そんな人々を救うかもしれない新トレーニング法が登場した。それは「ストレスチェック」をトレーニングに活かす方法だ。

2015年12月から、職場におけるストレスチェックが義務化されるなど、今、ストレスを考慮した取り組みが注目されている。それをトレーニングの分野に取り入れたのが、今回紹介するメガロス市ヶ谷だ。いったい何が新しいのか、なぜジム通いが続くのか、迫ってみよう。

■東京・市ヶ谷に新トレーニングが誕生。何が新しいのか?

JR・地下鉄市ヶ谷駅から徒歩1分。オフィスビルが立ち並ぶ界隈で、坂道の途中にあり、通いやすい立地にあるトレーニングジムが、メガロス市ヶ谷だ。ワンフロアの中に最新トレーニング機器がそろっており、トレーニングするには申し分ない環境。

ここメガロス市ヶ谷で、今年2016年6月1日から、これまでどのジムにも導入されていなかった新トレーニング方法がスタートした。それが次の3つを組み合わせたものだ。

1.フィジカルチェック
体重・筋肉量・脂肪量のチェック

2.ストレスチェック
ストレス点数や身体的・精神的ストレス状態のチェック

3.ハートレートシステム
モニター画面に心拍数と運動強度の数値を視覚的に色で認識できる心拍計測システム

メガロス市ヶ谷の店舗マネージャー高橋直也氏に、どのあたりが新しいのかを聞いた。

「ストレスチェックとハートレートシステムを組み合わせたところが、新しい取り組みです。

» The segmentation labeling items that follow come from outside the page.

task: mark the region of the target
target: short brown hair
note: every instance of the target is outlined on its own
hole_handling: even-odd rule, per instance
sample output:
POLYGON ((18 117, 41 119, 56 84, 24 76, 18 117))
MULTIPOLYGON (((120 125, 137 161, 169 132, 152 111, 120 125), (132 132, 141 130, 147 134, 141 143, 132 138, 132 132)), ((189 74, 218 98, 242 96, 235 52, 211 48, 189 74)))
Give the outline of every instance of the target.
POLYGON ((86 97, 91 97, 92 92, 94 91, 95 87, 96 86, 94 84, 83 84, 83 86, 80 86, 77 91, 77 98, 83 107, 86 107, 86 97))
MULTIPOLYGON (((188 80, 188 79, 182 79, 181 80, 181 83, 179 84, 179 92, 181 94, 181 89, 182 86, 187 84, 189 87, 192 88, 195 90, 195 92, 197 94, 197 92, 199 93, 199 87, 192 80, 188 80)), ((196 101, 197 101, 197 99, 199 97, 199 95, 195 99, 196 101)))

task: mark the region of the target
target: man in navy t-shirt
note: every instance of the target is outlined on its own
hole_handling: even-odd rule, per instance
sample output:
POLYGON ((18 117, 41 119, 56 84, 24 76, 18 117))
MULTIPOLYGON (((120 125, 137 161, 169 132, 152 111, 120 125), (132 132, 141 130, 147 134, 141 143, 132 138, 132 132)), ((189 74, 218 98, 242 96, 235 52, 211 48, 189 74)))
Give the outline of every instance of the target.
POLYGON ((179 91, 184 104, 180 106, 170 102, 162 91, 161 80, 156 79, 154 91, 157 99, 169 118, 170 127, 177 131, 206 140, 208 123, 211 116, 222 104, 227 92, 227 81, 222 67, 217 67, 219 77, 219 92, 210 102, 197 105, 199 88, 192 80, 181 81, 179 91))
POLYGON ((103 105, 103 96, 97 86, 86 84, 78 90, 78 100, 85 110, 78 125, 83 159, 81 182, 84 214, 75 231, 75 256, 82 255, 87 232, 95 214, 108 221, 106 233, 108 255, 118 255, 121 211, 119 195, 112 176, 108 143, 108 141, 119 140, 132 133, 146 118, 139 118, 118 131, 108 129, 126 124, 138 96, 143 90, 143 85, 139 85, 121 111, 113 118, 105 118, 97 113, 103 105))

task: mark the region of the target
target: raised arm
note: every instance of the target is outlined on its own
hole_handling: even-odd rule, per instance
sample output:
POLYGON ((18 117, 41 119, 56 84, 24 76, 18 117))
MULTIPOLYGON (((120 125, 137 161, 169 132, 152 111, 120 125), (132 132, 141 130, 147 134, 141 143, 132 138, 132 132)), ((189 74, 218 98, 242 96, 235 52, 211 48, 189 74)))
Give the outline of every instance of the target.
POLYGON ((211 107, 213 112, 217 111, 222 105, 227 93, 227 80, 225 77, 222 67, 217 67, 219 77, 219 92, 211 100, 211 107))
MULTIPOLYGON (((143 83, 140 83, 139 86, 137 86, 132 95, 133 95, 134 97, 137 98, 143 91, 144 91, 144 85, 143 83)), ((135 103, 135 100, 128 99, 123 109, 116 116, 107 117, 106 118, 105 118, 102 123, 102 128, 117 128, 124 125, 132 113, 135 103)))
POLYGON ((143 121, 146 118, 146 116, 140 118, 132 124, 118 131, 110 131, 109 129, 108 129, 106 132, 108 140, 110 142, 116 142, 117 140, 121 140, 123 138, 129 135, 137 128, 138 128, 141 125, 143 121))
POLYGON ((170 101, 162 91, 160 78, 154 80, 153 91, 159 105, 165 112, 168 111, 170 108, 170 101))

ストレスチェッカー(Max Pulse)を取り入れ、ストレス状態に応じて、適切な『負荷=運動強度』はどれくらいかをご提案します。

さらにハートレートシステムと組み合わせることで、適切な運動強度がトレーニングをしながら目で見てすぐ分かるようにしました。この二つを組み合わせることにより、今の自分の身体と精神にかかるストレスの状態に適した負荷を、理解した上で意識的にかけることができるため、効果の高いトレーニングを行うことができます」

特に新しいのは、トレーニングに「ストレス」の程度を取り入れているところだ。

ストレスチェックを導入したきっかけはどこにあったのだろうか?

「ストレスチェックが義務化になったことで、ストレスが注目されていること、そして、この市ヶ谷という立地は、オフィス街でストレスを感じている人が多いと予想されたことが、導入のきっかけです。

ストレスをやや強く感じている方に、無理なトレーニングではなく、ストレスを軽減するようなトレーニングをご提案し、ベストコンディションに導くこと、そして、トレーニングが継続できるようになってもらうことを狙いとしています」

■ストレスチェックでは何が分かるのか?

このストレスチェックは、実際どのように計測し、何が分かるのだろうか?

ストレスは、ストレスを計測するための機械「ストレスチェッカー(Max Pulse)」を用いて計測する。

このストレスチェックで分かったストレスの点数は、目標に応じて定められた各人のトレーニングメニューを行なうときの、運動強度に活かされる。運動強度は5段階に分かれており、自分のストレス状態に合う強度を目安にトレーニングを行えば、よりトレーニングが効率化し、各人が立てたダイエットや筋肉強化などの目標達成の成果が出やすくなるという。

■精神的ストレスと負荷の関係

身体的ストレスが高い、つまり、身体がひどく疲れているときには、負荷をかけすぎないほうが良いことは分かる。しかし、精神的ストレスの場合、負荷をかける度合いはどのように変えていけばいいのだろうか?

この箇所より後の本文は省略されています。